There was an obvious media presence on the steps in front of the building, but once inside the building the security measures were less noticeable. Nobody stopped her as she walked beside the authoritative bulk of Fred Bohman.
‘You’d be amazed how many crazy people will do almost anything to see Sam Rourke,’ Fred observed, with a shake of his head. ‘The guy’s sitting at a deathbed and someone actually asked him for an autograph. And a reporter who got in nearly left through the window.’
Lindy saw the sign for ITU and her palpitations got worse. She swallowed convulsively, but there was nothing to lubricate her throat and her mouth was bone-dry.
‘ITU’s straight ahead.’
‘Thanks; I’m very grateful.’
‘Give my best to Adam. The family will be in the relatives’ lounge, or with the boy.’
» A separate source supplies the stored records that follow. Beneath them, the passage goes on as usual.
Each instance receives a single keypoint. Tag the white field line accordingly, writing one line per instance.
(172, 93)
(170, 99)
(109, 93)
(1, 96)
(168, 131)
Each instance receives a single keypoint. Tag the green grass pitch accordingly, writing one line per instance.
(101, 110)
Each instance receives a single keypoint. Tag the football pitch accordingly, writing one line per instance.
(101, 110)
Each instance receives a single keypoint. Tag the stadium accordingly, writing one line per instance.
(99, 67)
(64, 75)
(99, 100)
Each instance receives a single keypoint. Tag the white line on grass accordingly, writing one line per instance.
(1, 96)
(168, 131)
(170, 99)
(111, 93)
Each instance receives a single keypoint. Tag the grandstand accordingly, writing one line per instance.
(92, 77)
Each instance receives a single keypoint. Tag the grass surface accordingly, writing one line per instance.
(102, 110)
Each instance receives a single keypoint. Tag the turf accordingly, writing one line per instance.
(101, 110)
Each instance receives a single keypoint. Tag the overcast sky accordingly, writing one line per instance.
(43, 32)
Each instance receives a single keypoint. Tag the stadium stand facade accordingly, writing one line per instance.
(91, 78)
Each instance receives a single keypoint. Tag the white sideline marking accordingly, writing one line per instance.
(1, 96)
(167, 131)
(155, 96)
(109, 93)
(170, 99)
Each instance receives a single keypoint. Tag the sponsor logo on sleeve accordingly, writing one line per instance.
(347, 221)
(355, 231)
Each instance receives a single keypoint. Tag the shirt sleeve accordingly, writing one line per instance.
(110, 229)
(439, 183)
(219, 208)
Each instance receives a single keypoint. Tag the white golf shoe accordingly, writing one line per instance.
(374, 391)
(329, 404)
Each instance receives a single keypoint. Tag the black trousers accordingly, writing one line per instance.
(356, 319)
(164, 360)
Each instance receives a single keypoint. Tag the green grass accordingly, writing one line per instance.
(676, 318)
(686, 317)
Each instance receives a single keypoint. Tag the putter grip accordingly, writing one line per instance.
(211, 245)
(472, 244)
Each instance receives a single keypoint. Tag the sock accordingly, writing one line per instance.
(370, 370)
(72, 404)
What the hell are you doing, Lindy? she asked herself as she walked forward. She pulled out the stethoscope she’d shoved into her pocket and looped it around her neck to add a little authenticity. They can’t really arrest me for impersonating a doctor when I am one—can they? she thought. The window-dressing might distract attention from the sign she felt sure was plastered across her forehead, saying ‘INTRUDER’.
The door was ajar and with a nudge of her hip it swung inwards. What am I going to say? What am I going to do? she wondered. In the grip of a gut instinct that was stronger than anything she’d ever encountered in her life, Lindy hadn’t permitted herself to think beyond this point.
I’m probably the last person he wants to see, she thought as she stepped forward into the room. Deep-pile carpet and easy chairs set in informal groups around the room gave no indication of the tears that had been shed within these four walls. She’d had to break bad news to relatives often enough to know that there was no easy way to do it, no setting that made it easier.